N’DJAMENA, October 8, 2020 – “This production of hand sanitizer is a first for Chad and it has been a tremendous experience of which we are proud,” explained Dr. Al Sadick Haroun Abdallah, Technical Director at the Ministry of Health, wholeheartedly. And well he may. After all, his approval was key to his country’s production launch of this disinfectant solution that has been in such demand worldwide since the start of the coronavirus (COVID-19) pandemic. “We have managed to rapidly respond to the shortage and the soaring prices for the rare few bottles still on the market,” explained the fifty-year-old who is also in charge of the laboratory.
A global shortage
Manufacturers of face masks, gloves and hand gels were taken by storm worldwide right from the onset of lockdown measures by governments to check the spread of the virus.

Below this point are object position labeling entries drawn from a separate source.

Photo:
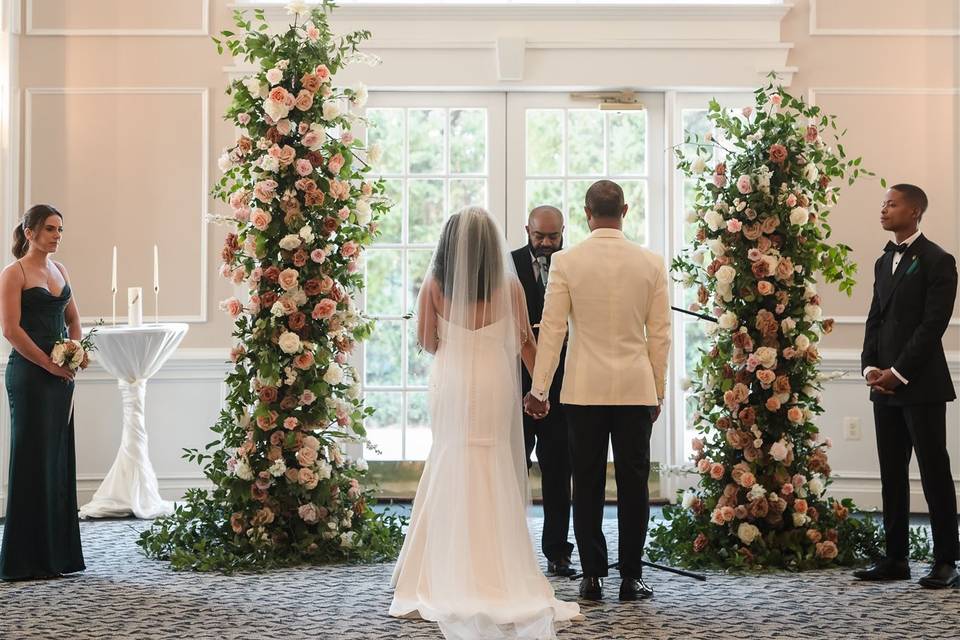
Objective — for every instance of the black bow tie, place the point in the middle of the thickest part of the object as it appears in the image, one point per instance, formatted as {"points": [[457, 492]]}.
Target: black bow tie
{"points": [[899, 248]]}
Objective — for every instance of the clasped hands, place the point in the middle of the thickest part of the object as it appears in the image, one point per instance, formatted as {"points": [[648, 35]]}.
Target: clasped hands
{"points": [[883, 381], [535, 408]]}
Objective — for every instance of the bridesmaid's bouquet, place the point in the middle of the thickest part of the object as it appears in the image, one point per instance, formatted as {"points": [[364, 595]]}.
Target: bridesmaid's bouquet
{"points": [[74, 354]]}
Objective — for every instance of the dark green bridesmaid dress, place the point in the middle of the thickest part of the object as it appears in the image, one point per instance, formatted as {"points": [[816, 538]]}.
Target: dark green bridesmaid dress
{"points": [[41, 535]]}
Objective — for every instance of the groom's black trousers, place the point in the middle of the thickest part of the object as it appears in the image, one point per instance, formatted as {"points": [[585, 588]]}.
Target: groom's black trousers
{"points": [[629, 428]]}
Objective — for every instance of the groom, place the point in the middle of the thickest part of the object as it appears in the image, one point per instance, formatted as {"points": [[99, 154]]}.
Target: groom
{"points": [[905, 366], [614, 295]]}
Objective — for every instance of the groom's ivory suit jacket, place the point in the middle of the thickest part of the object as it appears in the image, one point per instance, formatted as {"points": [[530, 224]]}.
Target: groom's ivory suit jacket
{"points": [[614, 293]]}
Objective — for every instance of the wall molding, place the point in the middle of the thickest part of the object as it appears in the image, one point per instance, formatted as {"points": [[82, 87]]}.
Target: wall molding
{"points": [[815, 30], [204, 94], [202, 30]]}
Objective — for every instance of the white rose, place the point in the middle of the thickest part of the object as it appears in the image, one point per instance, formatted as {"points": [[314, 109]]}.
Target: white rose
{"points": [[290, 242], [716, 246], [276, 110], [334, 374], [363, 211], [274, 76], [243, 470], [728, 321], [289, 342], [324, 469], [799, 216], [812, 312], [278, 468], [713, 219], [331, 110], [375, 153], [747, 532], [726, 274]]}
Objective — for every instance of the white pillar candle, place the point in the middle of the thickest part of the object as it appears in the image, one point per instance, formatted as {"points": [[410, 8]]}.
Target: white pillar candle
{"points": [[134, 306]]}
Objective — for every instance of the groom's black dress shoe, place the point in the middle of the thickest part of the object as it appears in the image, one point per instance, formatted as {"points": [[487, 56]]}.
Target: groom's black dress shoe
{"points": [[943, 575], [561, 567], [885, 569], [591, 588], [635, 589]]}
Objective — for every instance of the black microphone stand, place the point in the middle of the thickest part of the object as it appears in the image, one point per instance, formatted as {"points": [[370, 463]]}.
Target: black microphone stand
{"points": [[646, 563]]}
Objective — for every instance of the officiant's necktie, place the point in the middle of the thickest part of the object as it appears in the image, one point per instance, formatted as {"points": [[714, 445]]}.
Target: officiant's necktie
{"points": [[544, 267]]}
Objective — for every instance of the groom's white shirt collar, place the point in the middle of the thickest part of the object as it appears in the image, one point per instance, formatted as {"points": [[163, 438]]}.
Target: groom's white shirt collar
{"points": [[606, 233]]}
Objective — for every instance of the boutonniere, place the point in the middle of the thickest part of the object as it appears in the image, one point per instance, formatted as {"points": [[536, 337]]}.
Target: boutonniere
{"points": [[914, 263]]}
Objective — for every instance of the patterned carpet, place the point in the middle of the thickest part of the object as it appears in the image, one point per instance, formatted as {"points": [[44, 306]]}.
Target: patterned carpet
{"points": [[124, 595]]}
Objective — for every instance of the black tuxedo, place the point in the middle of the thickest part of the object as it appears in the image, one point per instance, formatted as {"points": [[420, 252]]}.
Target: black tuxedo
{"points": [[909, 314], [548, 435]]}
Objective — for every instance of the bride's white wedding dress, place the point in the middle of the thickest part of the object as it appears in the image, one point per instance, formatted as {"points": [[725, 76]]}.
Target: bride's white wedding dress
{"points": [[468, 561]]}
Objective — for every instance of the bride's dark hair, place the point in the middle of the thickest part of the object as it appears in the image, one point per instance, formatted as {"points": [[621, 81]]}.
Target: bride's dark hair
{"points": [[32, 219], [469, 240]]}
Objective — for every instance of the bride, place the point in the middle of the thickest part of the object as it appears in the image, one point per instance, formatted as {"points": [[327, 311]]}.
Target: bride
{"points": [[468, 561]]}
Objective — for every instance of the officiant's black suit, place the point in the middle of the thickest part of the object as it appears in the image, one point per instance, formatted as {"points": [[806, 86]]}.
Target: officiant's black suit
{"points": [[548, 435], [909, 314]]}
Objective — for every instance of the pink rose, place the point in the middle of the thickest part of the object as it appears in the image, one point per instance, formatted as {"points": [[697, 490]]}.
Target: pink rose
{"points": [[303, 167], [260, 219], [324, 309], [265, 190], [335, 163], [288, 279], [349, 249], [304, 100]]}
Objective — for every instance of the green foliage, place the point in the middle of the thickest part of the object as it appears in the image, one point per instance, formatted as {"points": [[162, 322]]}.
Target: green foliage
{"points": [[283, 491], [762, 183]]}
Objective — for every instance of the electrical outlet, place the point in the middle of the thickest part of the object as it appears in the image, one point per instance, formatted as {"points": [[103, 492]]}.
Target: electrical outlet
{"points": [[851, 428]]}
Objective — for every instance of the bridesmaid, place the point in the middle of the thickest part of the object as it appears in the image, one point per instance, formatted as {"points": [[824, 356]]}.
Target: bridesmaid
{"points": [[41, 536]]}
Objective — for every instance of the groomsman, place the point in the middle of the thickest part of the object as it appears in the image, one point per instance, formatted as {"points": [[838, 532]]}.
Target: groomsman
{"points": [[614, 295], [548, 435], [915, 284]]}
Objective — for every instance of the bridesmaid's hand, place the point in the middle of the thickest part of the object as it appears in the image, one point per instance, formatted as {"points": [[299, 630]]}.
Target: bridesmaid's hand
{"points": [[61, 372]]}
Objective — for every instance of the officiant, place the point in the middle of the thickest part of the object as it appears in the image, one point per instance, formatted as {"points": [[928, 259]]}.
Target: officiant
{"points": [[547, 436]]}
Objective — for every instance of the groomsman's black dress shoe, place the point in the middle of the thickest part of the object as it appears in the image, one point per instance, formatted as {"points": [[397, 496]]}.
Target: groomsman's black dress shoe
{"points": [[561, 567], [885, 569], [635, 589], [591, 588], [943, 575]]}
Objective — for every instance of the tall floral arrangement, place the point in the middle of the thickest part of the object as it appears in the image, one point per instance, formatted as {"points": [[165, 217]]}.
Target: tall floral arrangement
{"points": [[302, 210], [766, 179]]}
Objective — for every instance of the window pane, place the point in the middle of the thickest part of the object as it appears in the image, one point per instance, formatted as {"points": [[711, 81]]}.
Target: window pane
{"points": [[418, 260], [384, 282], [419, 436], [384, 426], [576, 222], [541, 192], [383, 352], [464, 193], [468, 141], [585, 142], [391, 224], [425, 127], [635, 222], [627, 134], [386, 127], [544, 142], [418, 360], [425, 200]]}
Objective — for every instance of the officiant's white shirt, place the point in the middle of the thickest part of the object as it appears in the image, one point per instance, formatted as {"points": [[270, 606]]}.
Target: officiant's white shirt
{"points": [[614, 294]]}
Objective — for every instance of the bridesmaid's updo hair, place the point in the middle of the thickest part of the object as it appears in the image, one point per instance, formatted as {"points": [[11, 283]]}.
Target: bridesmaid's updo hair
{"points": [[32, 219]]}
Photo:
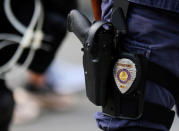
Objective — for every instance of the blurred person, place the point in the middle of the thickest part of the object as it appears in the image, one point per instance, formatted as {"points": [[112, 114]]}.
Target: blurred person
{"points": [[40, 90], [151, 36]]}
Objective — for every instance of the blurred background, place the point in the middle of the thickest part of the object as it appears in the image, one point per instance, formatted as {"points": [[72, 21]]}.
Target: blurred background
{"points": [[75, 113]]}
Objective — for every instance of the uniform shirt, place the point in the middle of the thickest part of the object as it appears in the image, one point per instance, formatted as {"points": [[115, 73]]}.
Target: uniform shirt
{"points": [[154, 33]]}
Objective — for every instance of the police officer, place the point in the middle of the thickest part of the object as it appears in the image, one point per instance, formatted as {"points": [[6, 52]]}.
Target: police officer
{"points": [[153, 30], [54, 26]]}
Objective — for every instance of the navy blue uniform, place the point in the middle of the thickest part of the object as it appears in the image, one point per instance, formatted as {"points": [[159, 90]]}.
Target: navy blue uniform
{"points": [[154, 32]]}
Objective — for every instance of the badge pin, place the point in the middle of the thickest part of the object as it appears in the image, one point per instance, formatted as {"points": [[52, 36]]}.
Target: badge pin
{"points": [[124, 74]]}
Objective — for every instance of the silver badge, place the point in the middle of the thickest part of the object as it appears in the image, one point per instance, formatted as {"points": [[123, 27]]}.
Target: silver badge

And N’Djamena was no exception to this sudden new normal straight out of a science fiction film.
The announcement by the World Health Organization (WHO) that frequent hand washing was the most effective protective measure against the disease triggered a rush on drugstores for hand sanitizers. People waited in line sometimes for hours to procure the alcohol-based sanitizer, which first appeared on the market just 20 years ago, so they could disinfect their hands anywhere at any time. “It’s the third time they’ve told me to come back, but every time I do, all the bottles are already sold out,” carped Ramat Abdoulaye, exasperated at leaving a large downtown drugstore empty-handed.
Some went so far as to cross the border to stock up in Kousseri, a Cameroonian city some 20 kilometers from N’Djamena on the opposite bank of the Logone River. Even those in the medical sector were left to their own devices to cope with the shortage. “With the shortage of gel in the country, we had to get organized, each in our own way, to make our own from the WHO formula to protect our staff in contact with customers,“ explained Dr. Raksala Masna, President of the Chadian Order of Pharmacists.